In den letzten Jahren boomt eine regelrechte Abmahnindustrie. Abgemahnt werden vor allem Nutzer von Tauschbörsen. Sie werden zur Abgabe strafbewehrter Unterlassungserklärungen gezwungen. Bei unerlaubten Uploads kann bereits ein einziges urheberrechtlich geschütztes Werk zu einem Streitwert von bis zu 10.000 Euro führen. Hier geben die Richter so gut wie immer den finanziellen Interessen der Anwaltskanzleien nach, auch wenn es sich nur um Bagatellfälle handelt.

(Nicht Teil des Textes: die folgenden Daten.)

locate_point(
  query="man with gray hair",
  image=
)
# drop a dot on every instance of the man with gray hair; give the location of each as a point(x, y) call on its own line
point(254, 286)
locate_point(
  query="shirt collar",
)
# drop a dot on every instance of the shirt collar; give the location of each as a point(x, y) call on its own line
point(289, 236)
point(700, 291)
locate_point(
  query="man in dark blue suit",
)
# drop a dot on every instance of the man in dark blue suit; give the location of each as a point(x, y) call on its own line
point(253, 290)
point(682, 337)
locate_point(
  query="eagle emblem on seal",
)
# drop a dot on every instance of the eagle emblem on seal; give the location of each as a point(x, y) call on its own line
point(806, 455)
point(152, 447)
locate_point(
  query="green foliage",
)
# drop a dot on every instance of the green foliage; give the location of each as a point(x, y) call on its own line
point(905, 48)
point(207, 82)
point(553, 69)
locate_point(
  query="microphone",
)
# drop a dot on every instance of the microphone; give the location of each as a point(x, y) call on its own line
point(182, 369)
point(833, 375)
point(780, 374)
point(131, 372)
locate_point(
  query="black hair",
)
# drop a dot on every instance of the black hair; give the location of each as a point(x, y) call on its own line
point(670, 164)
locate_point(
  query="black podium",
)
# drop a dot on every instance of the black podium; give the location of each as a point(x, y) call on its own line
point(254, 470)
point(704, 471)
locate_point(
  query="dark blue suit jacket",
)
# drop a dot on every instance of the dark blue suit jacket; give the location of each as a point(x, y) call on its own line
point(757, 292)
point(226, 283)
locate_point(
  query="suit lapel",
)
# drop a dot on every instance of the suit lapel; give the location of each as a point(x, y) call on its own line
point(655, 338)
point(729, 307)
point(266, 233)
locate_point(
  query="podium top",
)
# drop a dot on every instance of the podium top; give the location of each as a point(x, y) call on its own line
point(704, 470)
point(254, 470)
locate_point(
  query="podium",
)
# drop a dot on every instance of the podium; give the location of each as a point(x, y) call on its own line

In Zukunft wird diese Abmahnpraxis wohl noch deutlich zunehmen. Der Karlsruher Bundesgerichtshof (BGH) hat in seinem Urteil (Aktenzeichen: Bundesgerichtshof I ZB 80/11) die Verfolgung von Rechtsverletzungen im Internet erleichtert. Internet-Provider sind demnach dazu verpflichtet, die Namen und Anschriften derer herauszugeben, die im Internet illegal urheberrechtlich geschützte Musiktitel getauscht haben. Bisher musste dazu ein "gewerbsmäßiges Ausmaß" nachgewiesen werden.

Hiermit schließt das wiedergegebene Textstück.